Who Should Choose Which Tool? Real Use Cases
Choose Figma in 2026 if: You work on a distributed team. Your developers are deeply integrated into the design process. You value a single, unified source of truth for designs, prototypes, and design system documentation. Your workflow involves frequent, informal collaboration with non-designers (PMs, marketers, execs). You're building complex, interactive prototypes. You're comfortable with a subscription that scales with your team size.
Choose Sketch in 2026 if: You're a Mac-based solo designer or part of a small, co-located team. Data privacy and keeping design files local is a hard requirement (common in healthcare, finance, some government work). You prefer a one-time-fee-like subscription model and own your tool. You work mostly in the detailed design phase, with handoff being a more formal export/inspect step. You appreciate a focused, high-performance interface without the bells and whistles of a full platform. You're already deeply invested in a Sketch-based workflow and plugin ecosystem.
My Verdict: The 2026 Winner
Here's my honest, opinionated take after using both extensively this year. The industry has voted with its feet, and Figma has won the platform war. Its model of all-in-one, cloud-native, real-time collaboration is simply the way most digital product teams operate now. The integration of AI, prototyping, and dev handoff into a single, always-updated environment is too powerful for most organizations to pass up.
However—and this is a big however—Sketch's persistence isn't a fluke. It has carved out a vital niche as the premium, professional-grade designer's tool. It's for the craftspeople who want a quiet, powerful studio, not an open-plan office. It's for the privacy-conscious, the performance-obsessed, and those who believe software should be a tool, not a platform. Sketch in 2026 is a bit like a Procreate for UI/UX designers—deeply beloved by its core users, optimized for its environment, and resistant to featuritis.
So, for the overall winner, I have to give it to Figma. Its vision aligns too completely with the direction of modern, collaborative, cross-functional product development. But that declaration feels almost crude, because Sketch isn't losing. It's serving a different, equally valid master. My recommendation? If you're building a team from scratch or are stuck in tool chaos, go Figma. If you're a disciplined individual or small team with a specific, localized workflow, Sketch remains an outstanding—and arguably more enjoyable—tool to master.
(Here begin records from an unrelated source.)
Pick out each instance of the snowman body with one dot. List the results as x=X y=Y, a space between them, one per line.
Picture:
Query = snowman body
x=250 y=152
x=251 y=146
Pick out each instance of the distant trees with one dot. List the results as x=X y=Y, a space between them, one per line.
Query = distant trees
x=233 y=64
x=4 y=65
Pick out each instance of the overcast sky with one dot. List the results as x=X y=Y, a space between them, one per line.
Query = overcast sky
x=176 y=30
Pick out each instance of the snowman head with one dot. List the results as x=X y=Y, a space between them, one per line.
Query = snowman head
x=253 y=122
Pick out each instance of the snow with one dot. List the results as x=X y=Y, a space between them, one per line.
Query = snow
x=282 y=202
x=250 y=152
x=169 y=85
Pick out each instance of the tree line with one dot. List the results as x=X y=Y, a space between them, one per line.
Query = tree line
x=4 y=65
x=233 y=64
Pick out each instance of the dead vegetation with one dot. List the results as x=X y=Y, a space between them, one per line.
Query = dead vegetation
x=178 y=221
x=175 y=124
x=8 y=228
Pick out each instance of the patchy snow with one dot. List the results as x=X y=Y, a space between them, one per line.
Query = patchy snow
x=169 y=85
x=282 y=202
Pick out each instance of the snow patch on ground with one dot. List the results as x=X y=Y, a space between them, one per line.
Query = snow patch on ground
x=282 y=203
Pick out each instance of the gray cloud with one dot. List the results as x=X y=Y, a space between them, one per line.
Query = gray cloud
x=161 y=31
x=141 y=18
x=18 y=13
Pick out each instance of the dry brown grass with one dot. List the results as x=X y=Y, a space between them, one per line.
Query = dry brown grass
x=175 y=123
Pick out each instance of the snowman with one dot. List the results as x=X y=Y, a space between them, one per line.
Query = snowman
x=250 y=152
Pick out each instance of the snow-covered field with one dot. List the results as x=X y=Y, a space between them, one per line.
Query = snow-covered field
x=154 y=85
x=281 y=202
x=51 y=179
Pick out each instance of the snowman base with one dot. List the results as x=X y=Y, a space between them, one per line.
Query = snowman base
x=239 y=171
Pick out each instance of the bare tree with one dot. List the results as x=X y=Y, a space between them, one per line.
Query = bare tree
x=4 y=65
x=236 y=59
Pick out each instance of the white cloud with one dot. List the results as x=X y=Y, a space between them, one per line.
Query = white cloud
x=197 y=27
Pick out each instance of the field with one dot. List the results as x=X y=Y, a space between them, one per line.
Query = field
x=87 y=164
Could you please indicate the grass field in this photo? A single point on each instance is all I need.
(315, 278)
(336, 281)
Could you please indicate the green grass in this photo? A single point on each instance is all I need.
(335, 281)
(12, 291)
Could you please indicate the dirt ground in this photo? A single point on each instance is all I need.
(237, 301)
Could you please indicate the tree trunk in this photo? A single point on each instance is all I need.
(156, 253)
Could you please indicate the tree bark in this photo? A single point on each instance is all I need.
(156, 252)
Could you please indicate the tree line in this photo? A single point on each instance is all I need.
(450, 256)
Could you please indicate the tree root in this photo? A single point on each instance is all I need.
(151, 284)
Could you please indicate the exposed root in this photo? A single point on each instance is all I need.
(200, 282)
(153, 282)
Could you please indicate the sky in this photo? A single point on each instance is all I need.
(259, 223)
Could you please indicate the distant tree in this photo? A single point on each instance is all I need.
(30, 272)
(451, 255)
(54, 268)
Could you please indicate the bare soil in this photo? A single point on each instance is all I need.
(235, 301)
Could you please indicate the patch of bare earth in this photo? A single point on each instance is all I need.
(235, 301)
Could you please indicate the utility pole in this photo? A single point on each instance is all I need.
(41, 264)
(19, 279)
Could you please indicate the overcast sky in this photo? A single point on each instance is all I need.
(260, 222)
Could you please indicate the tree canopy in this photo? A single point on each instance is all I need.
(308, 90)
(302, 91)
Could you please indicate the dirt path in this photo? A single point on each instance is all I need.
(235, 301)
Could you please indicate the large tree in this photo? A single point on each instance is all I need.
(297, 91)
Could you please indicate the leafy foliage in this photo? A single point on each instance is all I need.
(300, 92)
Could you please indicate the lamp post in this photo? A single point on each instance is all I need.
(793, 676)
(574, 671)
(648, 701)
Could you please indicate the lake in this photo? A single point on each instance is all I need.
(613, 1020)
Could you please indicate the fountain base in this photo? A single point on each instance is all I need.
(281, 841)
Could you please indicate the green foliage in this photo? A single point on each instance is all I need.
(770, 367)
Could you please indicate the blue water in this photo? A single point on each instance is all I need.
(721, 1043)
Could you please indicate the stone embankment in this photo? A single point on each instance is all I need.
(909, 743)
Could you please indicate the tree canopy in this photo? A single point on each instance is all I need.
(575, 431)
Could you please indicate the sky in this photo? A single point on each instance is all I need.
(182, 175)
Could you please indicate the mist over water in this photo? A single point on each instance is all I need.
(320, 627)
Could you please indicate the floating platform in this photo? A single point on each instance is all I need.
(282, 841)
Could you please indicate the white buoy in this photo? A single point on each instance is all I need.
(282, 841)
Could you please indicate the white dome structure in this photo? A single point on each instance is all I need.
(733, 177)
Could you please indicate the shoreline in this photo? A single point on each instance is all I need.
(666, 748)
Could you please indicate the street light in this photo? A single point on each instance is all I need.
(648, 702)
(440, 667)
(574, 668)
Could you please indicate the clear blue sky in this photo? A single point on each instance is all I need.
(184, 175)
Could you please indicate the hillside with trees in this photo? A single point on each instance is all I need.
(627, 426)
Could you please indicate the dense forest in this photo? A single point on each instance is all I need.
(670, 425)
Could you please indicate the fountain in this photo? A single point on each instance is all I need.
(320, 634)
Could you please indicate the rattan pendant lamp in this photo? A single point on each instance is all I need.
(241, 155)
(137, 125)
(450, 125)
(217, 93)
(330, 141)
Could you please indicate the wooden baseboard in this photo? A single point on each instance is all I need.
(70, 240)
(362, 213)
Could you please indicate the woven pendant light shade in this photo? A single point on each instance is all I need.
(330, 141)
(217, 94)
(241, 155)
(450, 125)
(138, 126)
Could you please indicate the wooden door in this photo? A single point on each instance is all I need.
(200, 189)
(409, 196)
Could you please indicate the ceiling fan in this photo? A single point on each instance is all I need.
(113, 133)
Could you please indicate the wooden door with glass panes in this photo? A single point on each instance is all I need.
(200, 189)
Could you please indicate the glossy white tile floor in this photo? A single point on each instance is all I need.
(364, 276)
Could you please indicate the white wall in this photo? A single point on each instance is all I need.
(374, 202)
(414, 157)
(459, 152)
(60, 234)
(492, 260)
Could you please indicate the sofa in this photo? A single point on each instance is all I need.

The competition between them has forced both to be better. Figma's polish has increased dramatically, and Sketch's cloud features, while secondary, are now genuinely useful. In the end, we all win. Now, if you'll excuse me, I have a component to build. I'll probably start in Figma for the collaboration, but I might just fire up Sketch when I need to focus and really make it sing.